Que un gallo cante también por mí.
¿Qué
es lo que vio este recio pescador en Jesús para dejar sus redes y su vida y
lanzarse a una aventura que lo conduciría, muchos años después, a un martirio
atroz en Roma? ¿Y qué es lo que vio Jesús en este rudo y sensible pescador?
Probablemente el diamante en bruto al que el amor del Maestro iba a convertir
en una roca diamantina.
Quizás
Jesús fue la única pasión de su vida y por él se sintió, misteriosa y
arrebatadoramente, atraído. Él era –eso creía él- tajante en sus afectos y
tajante en sus fidelidades. Y presumía de ello: ¡Yo no te negaré!
Diríamos que era un rígido y un temperamental. Sacó la espada y cortó la oreja
de un criado de Malco que venía a apresar a Jesús.
Pero
luego, en las siguientes horas, tuvo miedo y el miedo le traicionó y le hizo
traicionar a Jesús en un acto de cobardía digno de los anales de la Historia.
Se sintió perdido y negó la evidencia: él no era de los de Jesús, él estaba
allí por casualidad allí, él no era galileo, ni Jesús se había cruzado nunca en
su camino.

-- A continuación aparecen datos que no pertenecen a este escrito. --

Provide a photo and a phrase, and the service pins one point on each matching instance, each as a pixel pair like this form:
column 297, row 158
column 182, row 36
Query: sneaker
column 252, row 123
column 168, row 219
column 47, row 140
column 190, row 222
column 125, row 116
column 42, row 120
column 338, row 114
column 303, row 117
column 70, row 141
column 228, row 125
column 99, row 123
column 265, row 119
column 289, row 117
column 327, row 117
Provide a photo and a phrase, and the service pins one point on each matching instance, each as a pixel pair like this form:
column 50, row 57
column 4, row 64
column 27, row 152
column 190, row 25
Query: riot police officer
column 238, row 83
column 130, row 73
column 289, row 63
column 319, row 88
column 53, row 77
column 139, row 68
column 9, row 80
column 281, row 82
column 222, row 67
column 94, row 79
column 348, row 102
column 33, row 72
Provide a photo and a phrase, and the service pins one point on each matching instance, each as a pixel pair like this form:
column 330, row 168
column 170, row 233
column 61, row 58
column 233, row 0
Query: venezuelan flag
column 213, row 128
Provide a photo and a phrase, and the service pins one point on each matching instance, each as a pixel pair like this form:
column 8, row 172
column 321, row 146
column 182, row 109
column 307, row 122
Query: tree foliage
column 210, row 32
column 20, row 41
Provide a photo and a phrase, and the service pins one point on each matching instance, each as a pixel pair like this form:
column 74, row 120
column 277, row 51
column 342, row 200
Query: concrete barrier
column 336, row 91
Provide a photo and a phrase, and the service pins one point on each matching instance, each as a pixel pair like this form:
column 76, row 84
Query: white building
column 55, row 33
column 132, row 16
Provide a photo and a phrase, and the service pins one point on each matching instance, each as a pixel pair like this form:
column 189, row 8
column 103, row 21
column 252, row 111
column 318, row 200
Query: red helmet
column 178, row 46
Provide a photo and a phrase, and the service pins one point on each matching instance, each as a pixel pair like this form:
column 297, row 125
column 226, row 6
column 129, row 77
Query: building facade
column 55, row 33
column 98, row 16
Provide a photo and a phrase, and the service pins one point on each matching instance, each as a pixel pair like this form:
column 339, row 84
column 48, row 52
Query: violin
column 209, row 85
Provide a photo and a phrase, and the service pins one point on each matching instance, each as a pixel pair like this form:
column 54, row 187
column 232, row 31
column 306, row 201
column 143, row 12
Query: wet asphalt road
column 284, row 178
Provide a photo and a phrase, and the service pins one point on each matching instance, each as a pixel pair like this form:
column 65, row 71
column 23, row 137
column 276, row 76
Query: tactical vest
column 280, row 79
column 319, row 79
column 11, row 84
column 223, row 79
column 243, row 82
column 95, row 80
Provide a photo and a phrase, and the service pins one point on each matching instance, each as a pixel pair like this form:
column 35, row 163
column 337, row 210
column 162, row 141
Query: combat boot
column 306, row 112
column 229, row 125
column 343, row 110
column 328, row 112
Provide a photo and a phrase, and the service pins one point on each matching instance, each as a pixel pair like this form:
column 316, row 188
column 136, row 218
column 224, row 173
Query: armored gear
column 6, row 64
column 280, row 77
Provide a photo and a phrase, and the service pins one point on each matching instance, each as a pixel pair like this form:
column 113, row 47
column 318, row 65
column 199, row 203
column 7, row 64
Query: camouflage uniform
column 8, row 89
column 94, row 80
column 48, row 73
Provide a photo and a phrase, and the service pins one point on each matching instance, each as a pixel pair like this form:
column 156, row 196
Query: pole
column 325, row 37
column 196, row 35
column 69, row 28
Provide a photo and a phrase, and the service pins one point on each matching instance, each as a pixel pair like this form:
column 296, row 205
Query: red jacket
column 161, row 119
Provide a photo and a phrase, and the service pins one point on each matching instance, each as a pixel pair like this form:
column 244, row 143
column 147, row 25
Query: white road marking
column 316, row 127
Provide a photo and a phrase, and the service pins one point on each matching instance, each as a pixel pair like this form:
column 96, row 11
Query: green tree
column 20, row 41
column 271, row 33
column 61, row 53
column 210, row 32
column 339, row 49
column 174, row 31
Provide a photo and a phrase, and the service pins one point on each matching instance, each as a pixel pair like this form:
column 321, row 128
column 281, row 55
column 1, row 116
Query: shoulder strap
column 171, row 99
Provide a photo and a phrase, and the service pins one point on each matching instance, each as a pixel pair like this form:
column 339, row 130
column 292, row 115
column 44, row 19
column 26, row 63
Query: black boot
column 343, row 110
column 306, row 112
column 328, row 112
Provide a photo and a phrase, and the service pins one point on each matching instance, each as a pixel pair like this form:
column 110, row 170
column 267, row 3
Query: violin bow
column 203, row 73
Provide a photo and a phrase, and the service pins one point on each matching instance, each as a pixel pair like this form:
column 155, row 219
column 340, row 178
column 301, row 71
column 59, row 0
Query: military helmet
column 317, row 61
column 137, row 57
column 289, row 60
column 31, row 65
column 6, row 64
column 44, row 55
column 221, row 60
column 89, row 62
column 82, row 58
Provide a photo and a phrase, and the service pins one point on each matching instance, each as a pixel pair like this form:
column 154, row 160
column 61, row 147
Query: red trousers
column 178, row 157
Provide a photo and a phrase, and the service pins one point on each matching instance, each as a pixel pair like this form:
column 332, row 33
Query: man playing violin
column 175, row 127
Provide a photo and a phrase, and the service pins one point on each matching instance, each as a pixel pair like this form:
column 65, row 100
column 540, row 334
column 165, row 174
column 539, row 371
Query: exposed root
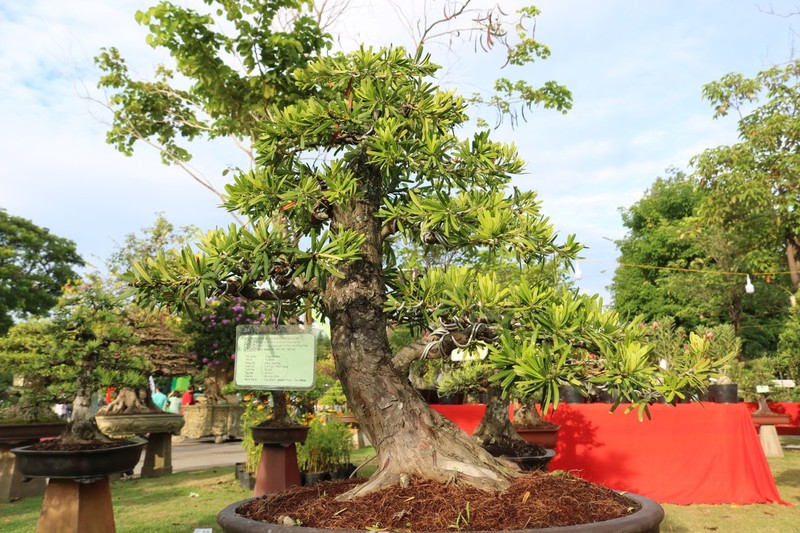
column 130, row 402
column 445, row 470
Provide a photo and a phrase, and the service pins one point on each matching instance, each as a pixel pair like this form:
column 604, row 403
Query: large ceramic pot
column 279, row 435
column 78, row 494
column 220, row 420
column 547, row 437
column 645, row 520
column 126, row 426
column 79, row 464
column 277, row 466
column 11, row 434
column 13, row 485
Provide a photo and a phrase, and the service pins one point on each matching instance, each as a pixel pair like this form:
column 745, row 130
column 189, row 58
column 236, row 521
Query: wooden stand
column 765, row 421
column 157, row 455
column 73, row 507
column 277, row 469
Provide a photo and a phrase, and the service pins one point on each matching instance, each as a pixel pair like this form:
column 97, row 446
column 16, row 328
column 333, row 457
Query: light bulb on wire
column 748, row 287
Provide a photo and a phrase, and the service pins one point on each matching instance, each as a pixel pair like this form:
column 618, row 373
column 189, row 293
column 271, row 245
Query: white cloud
column 635, row 69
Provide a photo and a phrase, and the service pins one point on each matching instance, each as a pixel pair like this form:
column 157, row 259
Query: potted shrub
column 85, row 345
column 325, row 454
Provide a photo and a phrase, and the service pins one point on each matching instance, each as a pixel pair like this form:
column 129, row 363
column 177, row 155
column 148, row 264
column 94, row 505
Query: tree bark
column 793, row 258
column 411, row 439
column 495, row 427
column 131, row 402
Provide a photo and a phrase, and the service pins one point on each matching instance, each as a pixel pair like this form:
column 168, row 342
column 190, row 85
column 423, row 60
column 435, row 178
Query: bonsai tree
column 85, row 345
column 28, row 396
column 371, row 155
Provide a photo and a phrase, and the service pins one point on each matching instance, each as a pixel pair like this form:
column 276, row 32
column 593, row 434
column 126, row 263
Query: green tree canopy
column 753, row 188
column 34, row 266
column 374, row 154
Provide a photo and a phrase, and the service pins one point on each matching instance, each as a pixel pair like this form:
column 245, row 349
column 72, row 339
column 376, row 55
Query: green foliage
column 675, row 263
column 231, row 76
column 660, row 244
column 787, row 362
column 86, row 344
column 750, row 185
column 327, row 446
column 34, row 265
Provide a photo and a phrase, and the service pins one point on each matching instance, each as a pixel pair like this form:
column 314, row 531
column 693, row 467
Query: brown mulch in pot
column 533, row 500
column 57, row 445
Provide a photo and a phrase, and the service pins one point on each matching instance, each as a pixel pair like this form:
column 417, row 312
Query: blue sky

Pero un gallo cantó por él, cantó para él. Y esto le hizo volver en
sí, recapacitar, redimensionar su miedo, sacar pecho. Y lloró como nunca los
hombres de una cultura que deplora la sensiblería habían llorado. Lloró como un
hombre, como un varón, con el corazón, la cabeza, y el alma desgarrados.
Ojalá
que en los momentos de traición un gallo cante por mí. Pedro se supo traidor. Pedro
se supo un mierda, un payaso, un fanfarrón desenmascarado, un valiente de
pacotilla, un héroe de cartón piedra.
Pedro
lloró. Petrus flevit, dice el texto
en latín. Lloró como nunca lo había hecho. Lloró aunque se lo habían prohibido,
porque llorar es cosas de mocosos o de mujerucas. Pedro lloró y se desmoronaron
todas sus seguridades, que eran de oropel, de mentirijillas. Así que, algún
tiempo después, cuando Jesús le pregunte si le ama, él responde solamente: “Tú sabes que te quiero”, que es un amor
rebajado, un vino aguado. Ya ha escarmentado, ya no se atreve a pronunciar la
palabra fuerte de un ‘te amo’. Jesús le comprende. Y se conforma con el ‘te quiero’ de Pedro. No le exige amor extremo,
sino un querer humano, fuerte y sincero, pero también frágil y débil.
Pedro,
la roca, se deshizo en lágrimas y así probó, de una vez por todas, que él era
más barro de lo que creía, pero que su Maestro era más Mesías de lo que él se
había atrevido a confesar.
Petrus flevit. Pedro lloró, pero tan sólo cuando,
a la luz incierta de un amanecer en la ciudad de Jerusalén, cantó el gallo.
Ojalá un gallo cante por mí. Y ojalá me sea concedido el don de lágrimas.